In those states where personhood has made it onto the ballot, it has failed, in part because educational campaigns helped voters understand the potential consequences, June believes. “It’s a losing proposition when you put it in front of voters. So on the good side, you’ve educated a lot of voters. But that comes at a very high price, which could go toward more productive uses.”
Here in Oklahoma, a proposed personhood measure which in effect would have imbued fertilized human eggs with the same rights as people did not advance, certainly in part because of a vocal and persuasive backlash.
Women who had undergone fertility treatments, physicians and other advocates fought back fiercely and in the end, the measure stalled in the Legislature.
Now that the personhood debate has played out, “the genie’s out of the bottle. These patients are willing to stand up and fight and their voices are very powerful.”
When this sort of phenomenon occurs, the public is made aware that these measures have real consequences that hurt real people. “There’s no escaping the fact that it’s your neighbor or your friend or your nephew or your sister-in-law. It’s hard to ignore it when it has a name and a face,” said June.
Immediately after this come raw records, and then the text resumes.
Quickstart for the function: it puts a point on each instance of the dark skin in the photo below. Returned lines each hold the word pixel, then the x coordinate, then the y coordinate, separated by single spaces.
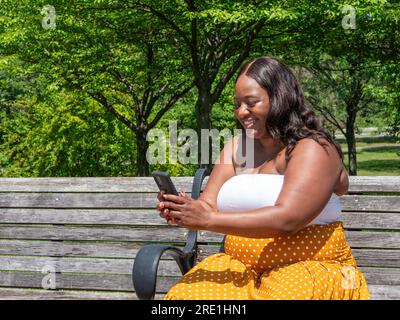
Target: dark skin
pixel 311 167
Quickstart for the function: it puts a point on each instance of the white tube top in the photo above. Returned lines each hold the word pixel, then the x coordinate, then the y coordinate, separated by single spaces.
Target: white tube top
pixel 253 191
Another positive sign is the introduction of sex education in Tulsa-area schools earlier this year with very little backlash, or even ordinary debate for that matter. Four area school districts offered the evidence-based program to students with parental permission, and there’s hardly been a peep from parents.
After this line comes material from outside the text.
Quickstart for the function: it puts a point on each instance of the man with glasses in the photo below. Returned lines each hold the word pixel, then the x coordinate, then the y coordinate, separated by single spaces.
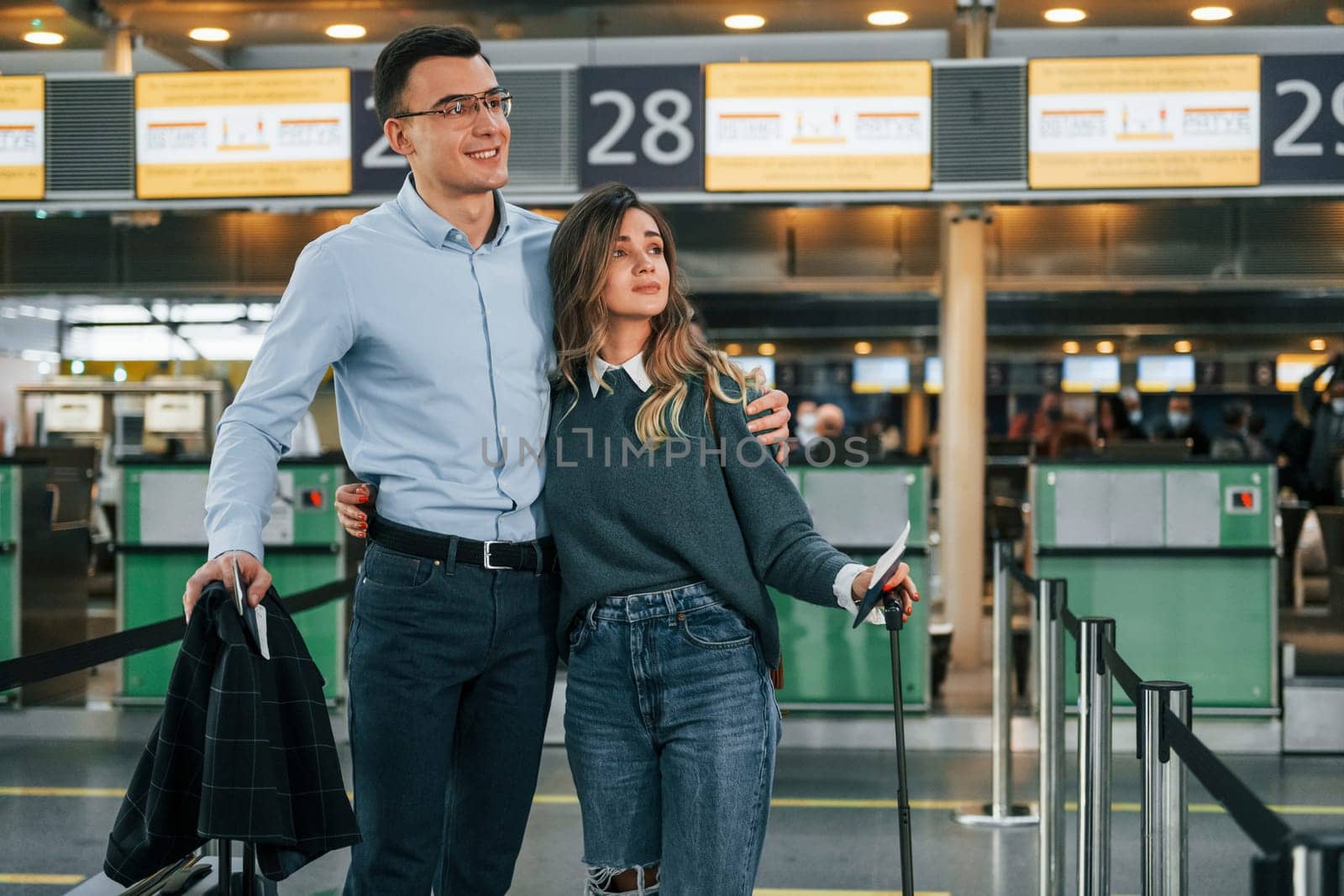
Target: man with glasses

June believes the abstinence-only movement now falling out of favor unintentionally served to “bolster local concerns and start a conversation that didn’t exist before.” That “conversation” helped pave the way for the relatively uneventful inauguration of sex education here.
Planned Parenthood staff in Oklahoma also were pleasantly surprised when a whopping 33 measures of interest to them got whittled down to only three in the last legislative session. And, three court decisions — two declaring new abortion laws unconstitutional and a third declaring a personhood initiative petition unconstitutional — also give them cause for hope. Oklahoma lobbyists hope to make headway next session on more productive measures such as the adoption of comprehensive sexuality education in public schools and access to emergency contraception in emergency rooms.
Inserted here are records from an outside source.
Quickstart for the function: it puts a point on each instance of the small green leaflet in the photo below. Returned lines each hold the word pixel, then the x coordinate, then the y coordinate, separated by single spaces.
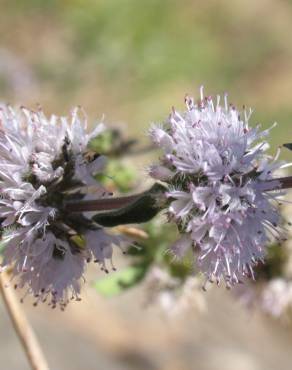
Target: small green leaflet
pixel 119 281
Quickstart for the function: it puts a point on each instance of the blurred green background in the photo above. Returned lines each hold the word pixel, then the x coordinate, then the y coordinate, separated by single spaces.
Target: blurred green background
pixel 132 61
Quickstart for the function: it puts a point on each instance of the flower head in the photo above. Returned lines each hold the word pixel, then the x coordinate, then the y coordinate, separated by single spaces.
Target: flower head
pixel 218 178
pixel 43 165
But for every positive, hopeful sign, there are many more that give June cause for continued concern. When the new Congress took office after the midterm elections, Planned Parenthood funding was among its first targets.
“Cookie-cutter legislation” inspired in part by Congress’ attacks “started rolling through the states,” picking up steam in places like Oklahoma and Texas. Former presidential candidate Rick Perry took on the cause and kept fanning the flames. Rush Limbaugh brought the debate to a new low by referring to a woman advocating contraception access by a vulgar term. Presumptive GOP presidential nominee Mitt Romney famously declared, “Planned Parenthood, we’re going to get rid of that,” later explaining he was referring to the agency’s federal family planning funding.
And while Oklahoma’s judges have shown remarkable courage and professionalism in deciding reproductive-health issues, the fact remains that controversial decisions are not without repercussions. June points to the experience of three Iowa Supreme Court justices who were among the unanimous majority ruling in favor of gay marriage in that state in 2009. The three, including the chief justice, were up for retention in the fall of 2010.
“We were carpet-bombed by advertisements,” recalled June, referring to outside forces that targeted the judges. The advertisements were so effective “there was a two-hour line to vote” in that election. In the end, the three judges were voted out of office. It was the first time since 1962, when the retention system was adopted, that a high court judge had not been retained.
If the antipathy towards family planning and reproductive rights grows, “what does that get us?”
“It (family planning) makes such good economic sense. For every dollar spent on family planning, $4 is saved the very year you spend it,” said June. “It’s a very smart thing to do economically. It’s a smart thing to do to alleviate human suffering. So why is it a political football?”